TL;DR: The MacBook Air M2 with 16GB RAM comfortably runs models up to ~14B parameters at Q4. Qwen3.5 9B is the best all-rounder — ~7GB loaded, native multimodal, near-frontier quality. Qwen3.5 4B is the speed pick, Gemma 4 E4B covers multimodal chat, and Qwen3 8B is the proven runner-up. Expect roughly 17% slower token generation than an M4 Air — the M2's 100 GB/s memory bus is the limit.
The MacBook Air M2 is still a capable local-AI machine in 2026. Apple's unified memory architecture means there's no separate GPU VRAM pool to fight — every gigabyte of the 16GB works for inference. The M2's 100 GB/s memory bandwidth is the same as the M3 and about 17% behind the M4's 120 GB/s, so it generates tokens a little slower, but the model lineup it can run is identical.
This guide covers exactly which models work on an M2 Air 16GB, which to skip, and how fast each runs. For the full spec rundown and other chips, see the MacBook Air device page.
How Much RAM Do You Actually Have for Models?
macOS reserves memory aggressively, so the 16GB on the box is not all yours. On a 16GB MacBook Air M2, the real budget looks like this:
| Allocation | Typical Size |
|---|---|
| macOS kernel + services | ~2–3 GB |
| Active apps (browser, editor) | ~2–4 GB |
| Available for LLM | ~9–12 GB |
With nothing else open you can push a model toward ~12GB. With a browser and a few tabs, plan for ~9GB. The rule of thumb: Q4_K_M quantization costs roughly 0.55 GB per billion parameters. A 4B model needs ~3.5GB, a 9B needs ~7GB, and a 14B needs ~9.5GB — doable but tight.
The M2's 100 GB/s LPDDR5 bandwidth is the single most important number for inference speed, because LLM token generation is memory-bandwidth-bound. It matches the M3 and trails the M4's 120 GB/s by about 17%. The model you can load is the same; the speed is a touch lower.
Performance Expectations
On the M2 Air 16GB, realistic token generation with Ollama at Q4_K_M looks like this:
| Model | RAM Used | Tokens/sec (est.) | Best For |
|---|---|---|---|
| Qwen3.5 9B Q4_K_M | ~7.0 GB | 18–23 tok/s | Quality all-rounder |
| Qwen3.5 4B Q4_K_M | ~3.5 GB | 35–42 tok/s | Speed, coding |
| Gemma 4 E4B Q4_K_M | ~4.0 GB | 30–38 tok/s | Multimodal chat |
| Qwen3 8B Q4_K_M | ~5.5 GB | 25–33 tok/s | Proven runner-up |
| Gemma 3 12B QAT | ~8.0 GB | 18–23 tok/s | Quality writing |
Models above ~14B parameters are a gamble at 16GB — they technically load but swap into CPU-backed memory under load, dropping speed below 5 tok/s.
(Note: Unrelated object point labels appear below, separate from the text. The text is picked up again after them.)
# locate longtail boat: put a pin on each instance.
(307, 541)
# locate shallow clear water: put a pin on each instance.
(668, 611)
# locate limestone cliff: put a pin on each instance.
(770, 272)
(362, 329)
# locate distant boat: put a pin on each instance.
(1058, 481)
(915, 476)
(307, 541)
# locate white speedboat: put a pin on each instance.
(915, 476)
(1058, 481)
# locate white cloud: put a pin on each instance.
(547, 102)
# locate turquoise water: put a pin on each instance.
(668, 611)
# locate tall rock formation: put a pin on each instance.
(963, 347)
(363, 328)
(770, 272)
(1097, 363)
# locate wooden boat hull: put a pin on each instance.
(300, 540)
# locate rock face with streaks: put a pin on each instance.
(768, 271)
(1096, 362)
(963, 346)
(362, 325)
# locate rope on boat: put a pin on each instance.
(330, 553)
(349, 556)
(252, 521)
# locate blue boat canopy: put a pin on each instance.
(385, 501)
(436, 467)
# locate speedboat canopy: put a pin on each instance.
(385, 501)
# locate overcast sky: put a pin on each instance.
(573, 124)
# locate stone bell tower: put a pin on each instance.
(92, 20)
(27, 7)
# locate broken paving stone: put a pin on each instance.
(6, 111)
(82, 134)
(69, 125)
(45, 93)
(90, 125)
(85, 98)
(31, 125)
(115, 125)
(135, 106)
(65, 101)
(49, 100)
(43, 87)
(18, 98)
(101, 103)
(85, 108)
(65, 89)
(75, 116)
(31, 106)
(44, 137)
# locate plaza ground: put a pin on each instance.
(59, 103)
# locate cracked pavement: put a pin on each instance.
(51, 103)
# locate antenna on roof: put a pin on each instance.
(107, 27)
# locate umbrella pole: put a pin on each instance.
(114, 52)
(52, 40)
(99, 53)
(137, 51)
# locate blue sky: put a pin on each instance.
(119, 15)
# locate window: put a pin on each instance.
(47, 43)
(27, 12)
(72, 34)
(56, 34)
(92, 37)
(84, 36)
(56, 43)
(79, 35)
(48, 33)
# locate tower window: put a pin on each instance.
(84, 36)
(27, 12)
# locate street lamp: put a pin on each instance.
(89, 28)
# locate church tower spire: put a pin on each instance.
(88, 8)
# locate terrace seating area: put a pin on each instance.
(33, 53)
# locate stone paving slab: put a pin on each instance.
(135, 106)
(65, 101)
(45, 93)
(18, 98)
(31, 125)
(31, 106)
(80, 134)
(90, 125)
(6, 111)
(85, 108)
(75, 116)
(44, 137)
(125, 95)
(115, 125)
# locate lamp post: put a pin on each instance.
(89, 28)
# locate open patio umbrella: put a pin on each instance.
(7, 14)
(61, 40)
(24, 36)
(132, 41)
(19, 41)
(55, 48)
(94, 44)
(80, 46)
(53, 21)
Skip them until you have 24GB.
The Top Picks
1. Qwen3.5 9B — Best All-Rounder
Qwen3.5 9B is the model the 16GB Air was waiting for. At ~7GB loaded it fits with your browser open, and its output quality competes with 30B-class models from the previous generation. It handles text and images natively — no separate vision model — and its 262K context window swallows long documents whole.
ollama run qwen3.5:9b
Why it wins: Alibaba packed near-frontier quality under 10GB. Writing, analysis, coding, image questions — one model covers them all at 18–23 tok/s on the M2. That is comfortably readable for interactive chat, and the quality lift over 8B-class models is obvious on nuanced instructions.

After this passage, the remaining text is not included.